Besides being her, as well as Gable's, last completed film, this reads as something of a culmination of art-and-life reflections in Monroe's oeuvre, exploiting the thin line in Lee Strasberg's Method acting she practiced, of emotional memory, experiences from one's own life to bring them closer to their character, as well as give the movie-goer a seeming naked access to the star, albeit a critical one. From Marilyn to Roslyn, even the names rather rhyme. Speaking of which, Gay to Gable and back also has a reflexive ring to it. On paper, it would seem the Hollywood legend were lost here in a sea of Method actors: Monroe, Montgomery Clift, Eli Wallach, even Kevin McCarthy in a thankless one-scene bit part--all Method actors. But, that's rather the point. A fellow in the repertory style of stage and studio system past, Ritter, or her character, recognizes this, that he's an aging icon, the image of the cowboy, the American Dream. He's also abandoned lovers, as well as his children, if not the other way around, for it. Remarkable contrasted coupling here then at the center of the film, between Monroe and Gable, two screen icons at the end of their ropes. One may either try for a divorce, as with Marilyn/Roslyn or cling to it, as with Gable/Gay.

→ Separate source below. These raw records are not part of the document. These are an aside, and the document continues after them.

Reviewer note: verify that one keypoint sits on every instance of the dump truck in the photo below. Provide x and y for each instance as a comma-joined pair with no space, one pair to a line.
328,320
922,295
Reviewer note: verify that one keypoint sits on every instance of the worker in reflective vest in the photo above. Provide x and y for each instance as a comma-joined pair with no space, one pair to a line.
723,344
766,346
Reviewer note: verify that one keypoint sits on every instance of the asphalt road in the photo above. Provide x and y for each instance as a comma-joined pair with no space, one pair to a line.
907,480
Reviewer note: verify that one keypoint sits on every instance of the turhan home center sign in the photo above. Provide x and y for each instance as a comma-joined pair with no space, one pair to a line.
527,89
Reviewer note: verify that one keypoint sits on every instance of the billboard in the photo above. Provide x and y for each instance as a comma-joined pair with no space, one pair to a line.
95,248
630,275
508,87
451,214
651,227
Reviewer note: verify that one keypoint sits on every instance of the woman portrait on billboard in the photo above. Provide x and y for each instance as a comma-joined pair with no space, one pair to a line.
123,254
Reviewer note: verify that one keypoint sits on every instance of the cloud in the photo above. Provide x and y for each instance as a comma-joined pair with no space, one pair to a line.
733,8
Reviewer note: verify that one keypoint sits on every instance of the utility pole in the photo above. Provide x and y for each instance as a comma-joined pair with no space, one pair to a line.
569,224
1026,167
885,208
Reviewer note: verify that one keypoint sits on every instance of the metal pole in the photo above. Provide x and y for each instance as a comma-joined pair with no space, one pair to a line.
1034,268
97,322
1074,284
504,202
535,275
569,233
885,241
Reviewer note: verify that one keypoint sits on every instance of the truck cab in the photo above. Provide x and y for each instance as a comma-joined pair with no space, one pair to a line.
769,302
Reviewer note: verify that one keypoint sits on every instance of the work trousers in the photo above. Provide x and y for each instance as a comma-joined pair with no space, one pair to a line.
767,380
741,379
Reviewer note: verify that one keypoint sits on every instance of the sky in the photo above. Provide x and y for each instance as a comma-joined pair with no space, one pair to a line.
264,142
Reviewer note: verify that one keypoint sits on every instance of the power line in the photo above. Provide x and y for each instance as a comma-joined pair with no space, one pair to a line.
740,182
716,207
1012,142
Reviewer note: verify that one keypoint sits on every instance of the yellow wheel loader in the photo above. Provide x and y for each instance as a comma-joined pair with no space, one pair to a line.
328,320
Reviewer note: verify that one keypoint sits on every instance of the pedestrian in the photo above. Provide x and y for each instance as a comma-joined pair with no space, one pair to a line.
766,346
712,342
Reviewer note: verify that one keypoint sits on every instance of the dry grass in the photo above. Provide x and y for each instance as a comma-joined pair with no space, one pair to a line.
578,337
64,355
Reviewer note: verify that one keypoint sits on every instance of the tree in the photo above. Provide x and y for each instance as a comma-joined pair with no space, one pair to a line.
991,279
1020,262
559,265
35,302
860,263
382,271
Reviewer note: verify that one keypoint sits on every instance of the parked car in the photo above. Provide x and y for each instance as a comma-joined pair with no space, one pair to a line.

Comparisons between life and art could be and surely have been made for Clift and Wallach, too. Clift also dying prematurely, as with Monroe and Gable, "The Misfits" sometimes receives blame. Even Ritter ended up in the hospital afterwards for exhaustion. Monroe supposedly hated the film, as surely done no favors by the disintegration of her marriage, and died a year and a half later from probable suicide. Gable quipped Monroe "damn near" gave him a heart attack, and then he had a couple heart attacks and died a few days after the production wrapped. Clift's final words were reportedly, "Absolutely not!," in reply to whether he wanted to watch this very film, which was airing on TV. Of course, assuredly, it was more so the drugs that would kill them, whether booze, pills, cigarettes, or some combination thereof in relation to other underlying medical problems. That particularly seems to reflect Clift's character here, who takes to pain killers, including alcohol, after being kicked around by a rodeo bull--parallels to Clift's real-life painful car crash in 1956. Wallach may be less reported upon, but possibly relevant, he was drafted by the army circa WWII similar to the war veteran character he plays in the film if not in any other particulars.

More to the point, and beyond some simplistic vegetarian parable, even comment on the United States, or again as in "Bus Stop" taming masculinity and the conquering male gaze, the film is all about the image of the Native American as reminder of genocide, collections for the church cemetery, rabbit hunting, dog-food horses, and "why don't you kill yourself" instead you "three dear, sweet, dead men," death as contrasted with the roaming mustangs' freedom of "just living." Mommy, daddy, spousal issues, and rebirth. Everyone as broken as Ritter's arm. Alienated misfits to the modernity of societal wages and slot-machine technological changes around them, cowboys in black and white, the dying Western and the promise of driving into the sunset. Film-as-death again, staged life ceased as still images, brought back to life in projection, dead stars living on as signposts, eternal images. Fittingly misfit.

Works Cited
Konkle, Amanda. Some Kind of Mirror: Creating Marilyn Monroe. Rutgers University Press, 2019.

Miller, Arthur. Tony Kushner, ed. "Finishing the Picture" in Collected Plays 1987-2004. The Library of America, 2015.

Miller, Arthur and Serge Toubiana. The Misfits: Story of a Shoot. Phaidon, 2000.

Morath, Inge. The Road to Reno. Steidl, 2006.